When Manoa chancellor Tom Apple invoked the terms “search committee” and “search firm” in the same breath Monday, a lot of people who follow University of Hawaii sports cringed.
Small wonder, perhaps, since the passage of a decade has done little to soothe the memories of the last time UH employed both in the hiring of an athletic director.
Indeed, the finger pointing from the 2002 selection of Herman Frazier as AD and doubts about that process persist to this day.
A member of the 16-person committee, who asked to remain anonymous citing a confidentiality pledge members took, said “it didn’t turn out anything like I or some other members of the committee I talked to afterward thought.”
With a firm also involved and recommending candidates, “I think we were just there for window dressing,” the member said. “Knowing what I know now, I probably wouldn’t have served.”
But David McClain, the committee chairman and then-dean of the College of Business said, “with 16 or 17 people, or however many were involved, you probably have 16 or 17 viewpoints.”
McClain, who later served as UH president, said, “It is pretty common practice for most senior positions at the university to have a search firm and a committee working together. It is pretty routine. Generally speaking, I think search firms can be a useful ingredient in a search.”
At Monday’s press conference, Apple said, “We will probably — not certainly, but probably — employ a search firm.”
Prior to Friday’s Admission Day holiday, a UH spokeswoman said, “Information is not available yet” on whether UH would indeed proceed with a search firm, whether committee members had been picked or when the AD position will be advertised.
“I don’t even know what you need a national search firm for,” said former men’s basketball coach Riley Wallace, who spent 20 years as UH’s head coach. “For example, what is somebody in Texas or elsewhere on the mainland going to know about who is best running an athletic program in Hawaii?”
Wallace’s reference was to Eastman & Beaudine, the Texas-based firm that assisted in the 2002 search.
UH used Chicago-based DHR International on a limited basis in its selection of football coach Norm Chow in December. A UH official said the firm was limited to supplying dossiers and doing background investigations on some of the candidates. UH has not said how much it paid for the service or whether it will use DHR this time.
Glenn Sugiyama of DHR said UH remains a client of the firm but declined additional comment.
In 2002 UH said it paid Eastman & Beaudine approximately $60,000 for services that included recommending candidates. Frazier, who was then AD at Alabama-Birmingham, was one of the candidates said to have been recommended by the firm.
People in intercollegiate athletics on the mainland said the cost of a search can easily run to $100,000 these days.

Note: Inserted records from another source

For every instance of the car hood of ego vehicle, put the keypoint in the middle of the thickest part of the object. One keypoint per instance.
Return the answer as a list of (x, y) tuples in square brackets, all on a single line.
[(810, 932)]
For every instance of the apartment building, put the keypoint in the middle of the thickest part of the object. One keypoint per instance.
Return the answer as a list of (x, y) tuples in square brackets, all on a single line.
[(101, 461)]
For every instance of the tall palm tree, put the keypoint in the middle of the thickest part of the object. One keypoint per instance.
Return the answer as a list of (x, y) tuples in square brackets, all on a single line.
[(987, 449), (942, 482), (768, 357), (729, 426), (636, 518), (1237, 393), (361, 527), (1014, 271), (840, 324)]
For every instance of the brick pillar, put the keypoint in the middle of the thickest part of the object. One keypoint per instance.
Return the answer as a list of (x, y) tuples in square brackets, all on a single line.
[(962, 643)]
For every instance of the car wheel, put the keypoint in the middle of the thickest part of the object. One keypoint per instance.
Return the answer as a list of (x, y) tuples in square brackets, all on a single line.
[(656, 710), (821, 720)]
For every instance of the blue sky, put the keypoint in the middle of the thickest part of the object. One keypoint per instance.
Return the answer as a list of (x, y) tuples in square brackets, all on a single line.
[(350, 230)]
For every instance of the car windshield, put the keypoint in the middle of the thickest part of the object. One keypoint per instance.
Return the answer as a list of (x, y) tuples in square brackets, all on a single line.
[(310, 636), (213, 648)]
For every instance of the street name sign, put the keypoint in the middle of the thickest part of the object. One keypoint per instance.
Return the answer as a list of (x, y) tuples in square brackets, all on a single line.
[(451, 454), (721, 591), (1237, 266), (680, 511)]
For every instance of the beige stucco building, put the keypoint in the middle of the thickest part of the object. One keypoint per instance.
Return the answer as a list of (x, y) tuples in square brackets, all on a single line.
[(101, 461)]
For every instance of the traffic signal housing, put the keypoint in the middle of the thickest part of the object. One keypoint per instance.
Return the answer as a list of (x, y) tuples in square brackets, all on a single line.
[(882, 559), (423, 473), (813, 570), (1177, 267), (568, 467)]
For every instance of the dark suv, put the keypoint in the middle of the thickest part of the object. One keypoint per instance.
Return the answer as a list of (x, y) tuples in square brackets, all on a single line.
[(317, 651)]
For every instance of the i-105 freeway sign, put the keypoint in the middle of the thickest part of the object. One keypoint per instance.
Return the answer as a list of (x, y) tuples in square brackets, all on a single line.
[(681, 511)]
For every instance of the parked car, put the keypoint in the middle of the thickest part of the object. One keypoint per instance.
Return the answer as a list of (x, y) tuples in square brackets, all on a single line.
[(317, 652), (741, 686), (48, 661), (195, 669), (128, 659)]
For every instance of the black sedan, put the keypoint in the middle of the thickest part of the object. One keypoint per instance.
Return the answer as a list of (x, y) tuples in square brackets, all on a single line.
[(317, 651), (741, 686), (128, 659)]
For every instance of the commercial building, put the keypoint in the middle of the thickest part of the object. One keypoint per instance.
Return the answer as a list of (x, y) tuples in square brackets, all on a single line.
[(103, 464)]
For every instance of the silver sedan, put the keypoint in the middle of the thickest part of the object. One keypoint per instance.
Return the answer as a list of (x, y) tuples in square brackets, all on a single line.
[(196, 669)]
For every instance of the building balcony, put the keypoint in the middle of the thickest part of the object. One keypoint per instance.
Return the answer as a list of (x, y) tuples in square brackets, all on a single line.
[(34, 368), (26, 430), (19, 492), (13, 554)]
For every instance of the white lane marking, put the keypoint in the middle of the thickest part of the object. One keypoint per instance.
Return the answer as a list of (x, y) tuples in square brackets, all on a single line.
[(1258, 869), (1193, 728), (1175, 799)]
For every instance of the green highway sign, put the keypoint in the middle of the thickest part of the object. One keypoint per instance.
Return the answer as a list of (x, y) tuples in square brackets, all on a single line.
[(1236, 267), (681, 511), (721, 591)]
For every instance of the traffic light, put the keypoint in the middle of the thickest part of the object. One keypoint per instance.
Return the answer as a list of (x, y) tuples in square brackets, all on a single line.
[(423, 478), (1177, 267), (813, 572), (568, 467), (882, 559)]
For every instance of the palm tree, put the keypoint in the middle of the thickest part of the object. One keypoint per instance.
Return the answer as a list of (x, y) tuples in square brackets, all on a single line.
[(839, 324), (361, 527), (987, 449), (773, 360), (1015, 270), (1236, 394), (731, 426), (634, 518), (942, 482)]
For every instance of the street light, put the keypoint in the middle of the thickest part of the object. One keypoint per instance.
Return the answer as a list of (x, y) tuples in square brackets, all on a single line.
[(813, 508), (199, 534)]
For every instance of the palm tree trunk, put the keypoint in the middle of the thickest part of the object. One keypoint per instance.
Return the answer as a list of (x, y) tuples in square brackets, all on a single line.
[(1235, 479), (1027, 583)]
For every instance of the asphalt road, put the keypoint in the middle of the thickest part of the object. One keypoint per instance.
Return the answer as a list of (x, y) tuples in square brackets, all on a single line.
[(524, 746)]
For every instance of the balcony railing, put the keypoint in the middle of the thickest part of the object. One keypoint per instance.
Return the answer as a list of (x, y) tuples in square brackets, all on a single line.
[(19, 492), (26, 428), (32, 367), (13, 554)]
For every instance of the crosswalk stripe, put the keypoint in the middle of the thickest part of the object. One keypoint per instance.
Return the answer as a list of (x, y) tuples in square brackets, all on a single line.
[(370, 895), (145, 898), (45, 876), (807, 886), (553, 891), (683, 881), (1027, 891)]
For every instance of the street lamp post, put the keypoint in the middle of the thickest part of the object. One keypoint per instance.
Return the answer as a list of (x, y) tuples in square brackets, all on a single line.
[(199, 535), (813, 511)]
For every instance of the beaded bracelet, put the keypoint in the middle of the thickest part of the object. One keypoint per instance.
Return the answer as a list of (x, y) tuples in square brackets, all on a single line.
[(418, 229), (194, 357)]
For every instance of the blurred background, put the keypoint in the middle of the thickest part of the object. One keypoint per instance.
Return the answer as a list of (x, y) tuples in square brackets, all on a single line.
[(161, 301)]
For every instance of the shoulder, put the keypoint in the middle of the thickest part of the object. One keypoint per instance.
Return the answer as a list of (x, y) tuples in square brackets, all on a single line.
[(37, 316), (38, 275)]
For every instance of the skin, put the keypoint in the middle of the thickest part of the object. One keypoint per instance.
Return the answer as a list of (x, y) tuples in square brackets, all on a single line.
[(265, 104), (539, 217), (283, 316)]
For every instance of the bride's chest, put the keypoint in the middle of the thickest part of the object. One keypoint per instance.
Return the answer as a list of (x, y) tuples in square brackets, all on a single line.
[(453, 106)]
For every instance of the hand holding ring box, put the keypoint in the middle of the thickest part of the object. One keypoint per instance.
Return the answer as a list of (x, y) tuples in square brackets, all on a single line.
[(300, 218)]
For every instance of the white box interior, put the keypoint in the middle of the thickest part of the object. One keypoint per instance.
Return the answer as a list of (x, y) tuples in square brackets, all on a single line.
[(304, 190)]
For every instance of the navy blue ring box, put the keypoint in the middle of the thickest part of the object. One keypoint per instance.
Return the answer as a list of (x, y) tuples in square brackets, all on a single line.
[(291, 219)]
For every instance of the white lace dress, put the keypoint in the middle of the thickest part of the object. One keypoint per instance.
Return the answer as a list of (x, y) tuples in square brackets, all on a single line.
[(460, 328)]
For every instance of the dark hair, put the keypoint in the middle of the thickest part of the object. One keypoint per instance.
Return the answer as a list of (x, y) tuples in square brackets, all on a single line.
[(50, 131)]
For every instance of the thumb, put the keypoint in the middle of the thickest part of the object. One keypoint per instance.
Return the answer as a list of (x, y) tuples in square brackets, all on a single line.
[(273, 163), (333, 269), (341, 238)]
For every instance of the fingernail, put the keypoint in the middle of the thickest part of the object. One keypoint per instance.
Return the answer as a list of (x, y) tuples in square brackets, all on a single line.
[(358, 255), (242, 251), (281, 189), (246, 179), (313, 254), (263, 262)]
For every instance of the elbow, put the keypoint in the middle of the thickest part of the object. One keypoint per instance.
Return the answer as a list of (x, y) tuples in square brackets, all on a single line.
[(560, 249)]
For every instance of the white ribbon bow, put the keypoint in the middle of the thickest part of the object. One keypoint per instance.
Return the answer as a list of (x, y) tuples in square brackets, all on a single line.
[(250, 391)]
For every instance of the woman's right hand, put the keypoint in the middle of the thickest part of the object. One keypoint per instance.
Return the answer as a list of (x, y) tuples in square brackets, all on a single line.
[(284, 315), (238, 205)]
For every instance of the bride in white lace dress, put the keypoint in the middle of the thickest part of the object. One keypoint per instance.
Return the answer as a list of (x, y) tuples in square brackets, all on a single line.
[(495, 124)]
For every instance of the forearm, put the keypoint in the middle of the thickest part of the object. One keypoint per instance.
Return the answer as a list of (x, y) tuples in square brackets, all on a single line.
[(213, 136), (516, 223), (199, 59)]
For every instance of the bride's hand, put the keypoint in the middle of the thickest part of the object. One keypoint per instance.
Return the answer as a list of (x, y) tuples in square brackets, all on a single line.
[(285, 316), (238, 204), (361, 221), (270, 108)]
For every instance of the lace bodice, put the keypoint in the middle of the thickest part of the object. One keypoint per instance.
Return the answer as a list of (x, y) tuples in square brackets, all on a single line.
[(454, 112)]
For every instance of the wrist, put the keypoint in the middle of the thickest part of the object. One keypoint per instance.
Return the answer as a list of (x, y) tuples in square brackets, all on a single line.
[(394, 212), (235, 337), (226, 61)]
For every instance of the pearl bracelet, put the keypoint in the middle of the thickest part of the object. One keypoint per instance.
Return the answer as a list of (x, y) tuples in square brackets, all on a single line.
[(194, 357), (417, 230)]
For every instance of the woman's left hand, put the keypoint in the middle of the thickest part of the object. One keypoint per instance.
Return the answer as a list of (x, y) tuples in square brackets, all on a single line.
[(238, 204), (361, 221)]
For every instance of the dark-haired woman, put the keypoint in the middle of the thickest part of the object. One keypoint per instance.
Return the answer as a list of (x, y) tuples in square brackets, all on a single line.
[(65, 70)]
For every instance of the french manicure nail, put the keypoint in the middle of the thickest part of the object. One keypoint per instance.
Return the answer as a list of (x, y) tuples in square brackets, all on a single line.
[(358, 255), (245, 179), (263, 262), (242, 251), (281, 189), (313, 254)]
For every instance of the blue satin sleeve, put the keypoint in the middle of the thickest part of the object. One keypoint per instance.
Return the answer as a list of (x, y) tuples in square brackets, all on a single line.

A common formula for determining payment for a search firm, they say, is that the hiring institution pays the search firm a fee equal to 25 percent of the new AD’s first-year salary.
According to a USA Today study, the average salary for athletic directors from schools that are currently in the Mountain West Conference or will be there in 2013 was $277,351 in 2011. Former UH AD Jim Donovan had a contracted salary of $240,000.
In 2002, McClain said, “At the end of the day, we interviewed a few finalists and the president (Evan Dobelle) decided he wanted to go with Herman Frazier and so we did.”
One member said he didn’t vote for Frazier as a finalist and wasn’t sure how Frazier became one.
Legend has long been that former UH coach Dick Tomey, an early favorite, was told the job would be his as soon as the formality of a search played out. But that when the resume of Frazier, a former Olympic track medalist, was put on Dobelle’s desk everything changed.
Dobelle has repeatedly denied the assertion.
Paul Costello, UH vice president and a search committee member at the time, hasn’t confirmed the story, but years later said, “I felt, in the end, Dick was not treated properly in the process.”
McClain said, “It has been a long time. And all I can say is it is a personnel matter. I don’t really have a very clear recollection of the exact process and how it played out.”
When Tomey heard he wasn’t a finalist, he woke up Dobelle with an early morning phone call to express his displeasure. “It was 4 or 5 in the morning,” Dobelle later confirmed. “I listened to him and told him I cared about him but that this was a process that had gone through scrutiny by 17 citizens in Hawaii and that I had not been involved in it,” Dobelle said.
In 2005 Dobelle said, “I think Dick Tomey is a great coach and Herman Frazier is a great AD — and there is a difference.”
In 2008, UH fired Frazier after a series of controversies, including failing to re-sign football coach June Jones.
And some suggested it was perhaps prophetic that the 2002 search process had kicked off on April Fools’ Day.